Please use the provided Excel sheet to calculate the volume of plasmid you should add to the cells. Replace every value in red by your own, then print the sheet out and follow the provided protocol.


1. Passage seed 1 day prior to transfection.

2. Prepare tubes (yellow caps with holes) by addition of the calculated amount of DNA.

3. Centrifuge the necessary volume of seed (after a PCV measurement), remove conditioned medium with the pump (use a 2 ml serological pipet with a broken neck) and resuspend (first in 10 ml) in necessary volume of fresh medium to achieve the required cell density (3 mio/ml).

4. Add 5 mL of the cell suspension to the tube with DNA and mix orbitally.

5. Add the PEI (45 µl) to the Cell+DNA mixture as soon as possible, flick 3 times.

6. Place in the incubator at 37°C.


  • CHO cells transfection with LovTAP and RO to see if some expression can be detected
  • Culture of seed CHO cells (will be continued on 19th of July)

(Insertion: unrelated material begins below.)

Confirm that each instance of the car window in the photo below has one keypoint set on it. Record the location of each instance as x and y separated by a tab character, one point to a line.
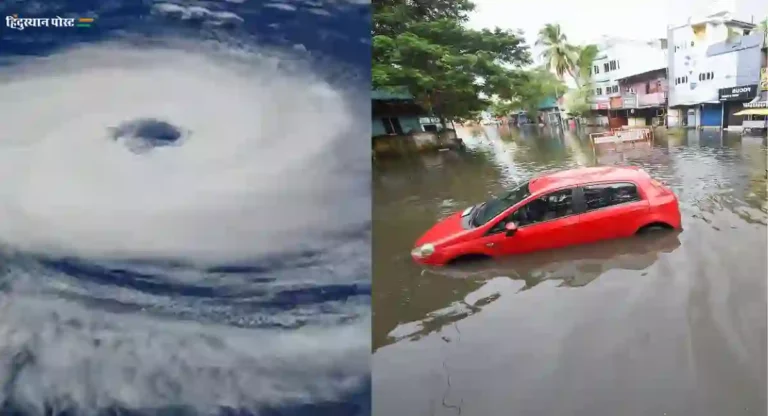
606	195
490	209
548	207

Transfection plan: different DNA percentages. Each one of those will have a duplicate. Made the Excel we use for our protocol, calculated total DNA with it. Here is the detail of the tubes we made:

DNA concentration (Stock values) :

LovTAP RO filler unit
0.4 0.29 1.06 µg/µL

Percentage of DNA

Tube number LovTAP RO filler unit
1,2 100 0 0 %
3,4 10 0 90 %
5,6 0 0 100 %
7,8 50 50 0 %
9,10 0 100 0 %
11,12 0 50 50 %

Mass of DNA

Tube number LovTAP RO filler unit
1,2 22.5 0 0 µg
3,4 2.25 0 20.25 µg
5,6 0 0 22.5 µg
7,8 11.25 11.25 0 µg
9,10 0 22.5 0 µg
11,12 0 11.25 11.25 µg

Final volumes added :

Tube number LovTAP RO filler unit
1,2 56.25 0 0 µL
3,4 5.625 0 18.75 µL
5,6 0 0 20.8 µL
7,8 28.125 38.8 0 µL
9,10 0 77.59 0 µL
11,12 0 38.8 10.4 µL

Resuspension:

PCN found for 200µL of cell solution : 1.58 PCN for 100µL = 1.58/2 = 0.79

We need a PCN of 0.2 for 1mio cells/mL -> 4mio cells/mL for 0.79 PCN. Therefore we needed to add 49mL of new medium.